Rey blanco (Antonia Scott #3) – Juan Gómez-Jurado

Jon se quedó allí, en una esquina, sin hablar, mientras a su alrededor la noche deliraba como un pájaro en llamas.

Al guardia de seguridad de la entrada lo atendían los sanitarios por el golpe en la cabeza que le había dado el intruso, dejándolo fuera de juego. Una docena de técnicos corrían como pollos sin cabeza, varios inspectores cabreados revoloteaban. Y Jon, mientras, dejando que Antonia se ocupase de las relaciones públicas. Nunca una buena idea, en circunstancias normales.

O en ninguna circunstancia.

Jon prestó poca atención a la conversación. O más bien es que le llegaba a través de un velo, como cuando estás sumergido en la bañera y alguien grita desde la habitación contigua. Asistió a los retazos que le llegaban con desapego, con esa indiferencia que te regala el universo cuando has sentido la muerte. No llamando a la puerta de tu casa, sino okupándola, empadronándose, cambiando las cerraduras y tirándote besos desde la ventana.

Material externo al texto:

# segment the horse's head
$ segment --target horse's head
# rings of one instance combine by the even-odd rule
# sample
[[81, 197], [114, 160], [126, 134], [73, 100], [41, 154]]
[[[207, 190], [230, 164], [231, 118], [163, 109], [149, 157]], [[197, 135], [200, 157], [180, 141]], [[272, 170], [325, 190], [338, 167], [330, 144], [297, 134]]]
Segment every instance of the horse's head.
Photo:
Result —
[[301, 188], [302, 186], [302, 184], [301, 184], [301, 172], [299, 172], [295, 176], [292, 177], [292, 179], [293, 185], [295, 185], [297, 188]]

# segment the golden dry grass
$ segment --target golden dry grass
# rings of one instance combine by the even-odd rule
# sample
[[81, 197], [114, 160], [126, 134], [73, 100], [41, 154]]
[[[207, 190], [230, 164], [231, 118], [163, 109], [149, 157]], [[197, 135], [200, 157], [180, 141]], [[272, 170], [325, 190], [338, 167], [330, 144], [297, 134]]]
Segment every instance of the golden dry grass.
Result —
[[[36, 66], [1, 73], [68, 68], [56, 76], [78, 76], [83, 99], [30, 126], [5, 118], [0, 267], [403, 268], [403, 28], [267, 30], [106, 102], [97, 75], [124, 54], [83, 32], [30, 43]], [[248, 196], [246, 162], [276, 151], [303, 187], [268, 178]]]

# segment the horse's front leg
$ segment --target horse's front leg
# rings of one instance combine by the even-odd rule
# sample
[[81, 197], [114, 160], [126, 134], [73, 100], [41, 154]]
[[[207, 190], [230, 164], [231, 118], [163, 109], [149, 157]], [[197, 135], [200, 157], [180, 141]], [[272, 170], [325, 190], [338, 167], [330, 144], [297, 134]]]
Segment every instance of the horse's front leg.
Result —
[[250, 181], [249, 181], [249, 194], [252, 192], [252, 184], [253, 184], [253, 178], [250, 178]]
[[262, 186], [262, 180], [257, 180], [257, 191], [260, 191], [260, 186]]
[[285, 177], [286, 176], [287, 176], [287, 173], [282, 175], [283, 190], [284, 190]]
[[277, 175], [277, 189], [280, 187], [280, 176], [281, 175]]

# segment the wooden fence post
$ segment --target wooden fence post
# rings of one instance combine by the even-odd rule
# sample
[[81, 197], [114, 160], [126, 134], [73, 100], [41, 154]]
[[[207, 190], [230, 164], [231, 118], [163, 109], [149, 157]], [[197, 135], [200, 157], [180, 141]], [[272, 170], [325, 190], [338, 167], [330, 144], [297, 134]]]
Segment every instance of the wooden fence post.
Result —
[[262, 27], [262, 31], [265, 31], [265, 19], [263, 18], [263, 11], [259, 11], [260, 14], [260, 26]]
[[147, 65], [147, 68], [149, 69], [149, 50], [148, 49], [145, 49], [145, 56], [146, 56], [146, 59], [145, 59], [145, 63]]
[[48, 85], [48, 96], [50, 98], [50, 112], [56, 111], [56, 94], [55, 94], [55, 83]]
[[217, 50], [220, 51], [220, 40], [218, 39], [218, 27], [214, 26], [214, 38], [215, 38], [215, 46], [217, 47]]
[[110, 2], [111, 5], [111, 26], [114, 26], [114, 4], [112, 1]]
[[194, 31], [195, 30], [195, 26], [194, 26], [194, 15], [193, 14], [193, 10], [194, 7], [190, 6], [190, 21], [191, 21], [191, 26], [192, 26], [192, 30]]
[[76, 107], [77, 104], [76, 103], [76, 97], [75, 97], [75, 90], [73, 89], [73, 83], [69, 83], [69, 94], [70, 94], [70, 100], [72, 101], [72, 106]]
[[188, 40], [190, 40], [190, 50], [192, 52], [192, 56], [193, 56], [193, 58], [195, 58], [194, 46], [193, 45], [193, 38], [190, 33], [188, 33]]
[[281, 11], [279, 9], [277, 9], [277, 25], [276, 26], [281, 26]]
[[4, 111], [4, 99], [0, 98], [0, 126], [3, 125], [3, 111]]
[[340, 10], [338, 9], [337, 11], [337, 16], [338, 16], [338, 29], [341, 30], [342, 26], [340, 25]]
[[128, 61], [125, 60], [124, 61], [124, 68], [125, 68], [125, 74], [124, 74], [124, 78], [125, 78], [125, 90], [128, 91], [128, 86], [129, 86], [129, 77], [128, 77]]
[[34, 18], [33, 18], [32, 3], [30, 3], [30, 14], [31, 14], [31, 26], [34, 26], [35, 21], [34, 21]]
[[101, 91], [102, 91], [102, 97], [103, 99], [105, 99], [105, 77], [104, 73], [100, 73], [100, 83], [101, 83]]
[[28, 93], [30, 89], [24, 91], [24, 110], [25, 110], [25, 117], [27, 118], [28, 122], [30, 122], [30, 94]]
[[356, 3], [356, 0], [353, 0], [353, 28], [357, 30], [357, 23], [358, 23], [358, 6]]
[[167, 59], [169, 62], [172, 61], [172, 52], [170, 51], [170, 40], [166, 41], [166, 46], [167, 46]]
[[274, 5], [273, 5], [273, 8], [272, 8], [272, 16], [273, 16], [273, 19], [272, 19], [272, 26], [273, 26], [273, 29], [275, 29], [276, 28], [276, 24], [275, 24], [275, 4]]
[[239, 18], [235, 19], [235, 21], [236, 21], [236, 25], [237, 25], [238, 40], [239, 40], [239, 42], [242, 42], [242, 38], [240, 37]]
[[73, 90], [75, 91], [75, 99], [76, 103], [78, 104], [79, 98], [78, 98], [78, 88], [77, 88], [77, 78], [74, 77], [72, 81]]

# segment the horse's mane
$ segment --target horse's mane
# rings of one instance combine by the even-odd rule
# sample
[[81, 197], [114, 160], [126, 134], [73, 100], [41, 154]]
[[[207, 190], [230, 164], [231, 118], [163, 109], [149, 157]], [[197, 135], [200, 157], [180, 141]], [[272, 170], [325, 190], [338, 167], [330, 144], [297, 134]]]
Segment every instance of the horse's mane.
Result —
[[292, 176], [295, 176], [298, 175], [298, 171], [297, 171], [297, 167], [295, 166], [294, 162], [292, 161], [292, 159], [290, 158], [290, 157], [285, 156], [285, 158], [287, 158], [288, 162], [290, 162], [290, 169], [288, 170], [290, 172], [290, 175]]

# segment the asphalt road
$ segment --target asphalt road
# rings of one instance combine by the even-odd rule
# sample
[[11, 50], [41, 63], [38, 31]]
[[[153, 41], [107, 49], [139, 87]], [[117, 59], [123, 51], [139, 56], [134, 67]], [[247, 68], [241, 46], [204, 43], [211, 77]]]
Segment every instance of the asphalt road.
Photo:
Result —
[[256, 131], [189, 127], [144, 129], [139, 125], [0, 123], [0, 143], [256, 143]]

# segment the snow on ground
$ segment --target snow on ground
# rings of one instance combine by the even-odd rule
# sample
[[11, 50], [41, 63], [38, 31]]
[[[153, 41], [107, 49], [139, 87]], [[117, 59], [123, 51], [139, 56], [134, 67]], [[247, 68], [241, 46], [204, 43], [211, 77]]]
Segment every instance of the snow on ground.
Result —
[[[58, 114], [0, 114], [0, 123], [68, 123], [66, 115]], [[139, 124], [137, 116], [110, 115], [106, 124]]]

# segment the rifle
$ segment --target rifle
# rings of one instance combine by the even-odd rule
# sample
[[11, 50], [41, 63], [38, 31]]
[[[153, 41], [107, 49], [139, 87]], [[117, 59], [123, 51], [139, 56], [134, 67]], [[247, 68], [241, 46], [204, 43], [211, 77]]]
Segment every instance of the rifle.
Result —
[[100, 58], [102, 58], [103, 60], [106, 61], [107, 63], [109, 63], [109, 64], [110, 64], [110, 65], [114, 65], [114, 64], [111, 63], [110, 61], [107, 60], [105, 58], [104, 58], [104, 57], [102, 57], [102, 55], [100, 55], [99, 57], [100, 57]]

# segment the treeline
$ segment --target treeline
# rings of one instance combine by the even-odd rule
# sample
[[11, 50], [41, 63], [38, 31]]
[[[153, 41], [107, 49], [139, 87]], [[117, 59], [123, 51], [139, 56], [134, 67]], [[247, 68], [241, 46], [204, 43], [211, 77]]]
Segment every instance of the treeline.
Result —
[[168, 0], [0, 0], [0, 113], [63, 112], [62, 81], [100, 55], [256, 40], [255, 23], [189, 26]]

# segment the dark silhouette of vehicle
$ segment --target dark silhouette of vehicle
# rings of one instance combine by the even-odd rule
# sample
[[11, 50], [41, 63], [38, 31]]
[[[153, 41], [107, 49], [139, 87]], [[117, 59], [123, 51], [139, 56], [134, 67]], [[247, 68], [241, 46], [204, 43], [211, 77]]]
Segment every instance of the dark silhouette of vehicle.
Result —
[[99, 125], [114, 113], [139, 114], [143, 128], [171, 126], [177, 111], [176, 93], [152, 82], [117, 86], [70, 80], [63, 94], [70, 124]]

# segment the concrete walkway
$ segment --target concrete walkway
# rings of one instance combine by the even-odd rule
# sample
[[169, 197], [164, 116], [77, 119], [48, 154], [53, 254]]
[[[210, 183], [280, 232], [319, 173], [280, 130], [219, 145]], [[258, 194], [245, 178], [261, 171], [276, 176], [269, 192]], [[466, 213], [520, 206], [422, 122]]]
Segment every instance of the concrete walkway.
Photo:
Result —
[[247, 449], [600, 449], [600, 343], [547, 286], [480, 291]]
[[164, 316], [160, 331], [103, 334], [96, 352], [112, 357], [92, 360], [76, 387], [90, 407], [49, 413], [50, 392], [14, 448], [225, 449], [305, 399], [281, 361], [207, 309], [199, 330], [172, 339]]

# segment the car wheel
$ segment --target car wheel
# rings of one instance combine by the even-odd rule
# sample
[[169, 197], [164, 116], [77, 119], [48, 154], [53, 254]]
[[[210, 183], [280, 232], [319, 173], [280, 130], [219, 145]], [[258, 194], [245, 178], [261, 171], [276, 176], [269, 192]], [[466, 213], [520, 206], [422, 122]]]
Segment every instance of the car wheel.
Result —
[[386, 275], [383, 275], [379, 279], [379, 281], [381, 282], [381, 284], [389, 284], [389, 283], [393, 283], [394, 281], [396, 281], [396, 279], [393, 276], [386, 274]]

Hubo alguna palabra más alta que otra, miradas de extrañeza, y también algún comentario en voz baja —pero no lo suficiente— de «quién es esta gilipollas».

Luego llegó Mentor —y con él las llamadas de teléfono de gente importante—, y las preguntas desaparecieron. Con más reticencia que de costumbre, dado el lugar, la situación, y la cantidad de jubilados acostumbrados a mandar regimientos que daban instrucciones contradictorias asomados en pijama a las terrazas.

Finalmente, Mentor se acercó a él. Torció un poco el gesto al ver el estado en el que Jon se hallaba, y probablemente también al encontrarse lo bastante cerca como para olerle. Al inspector Gutiérrez le rodeaba una nube de sudor y adrenalina quemada. Dos olores nada agradables.

Al menos, Antonia nunca se quejaría de eso, pensó Jon, dándose cuenta de que su trabajo no estaba exento de ventajas.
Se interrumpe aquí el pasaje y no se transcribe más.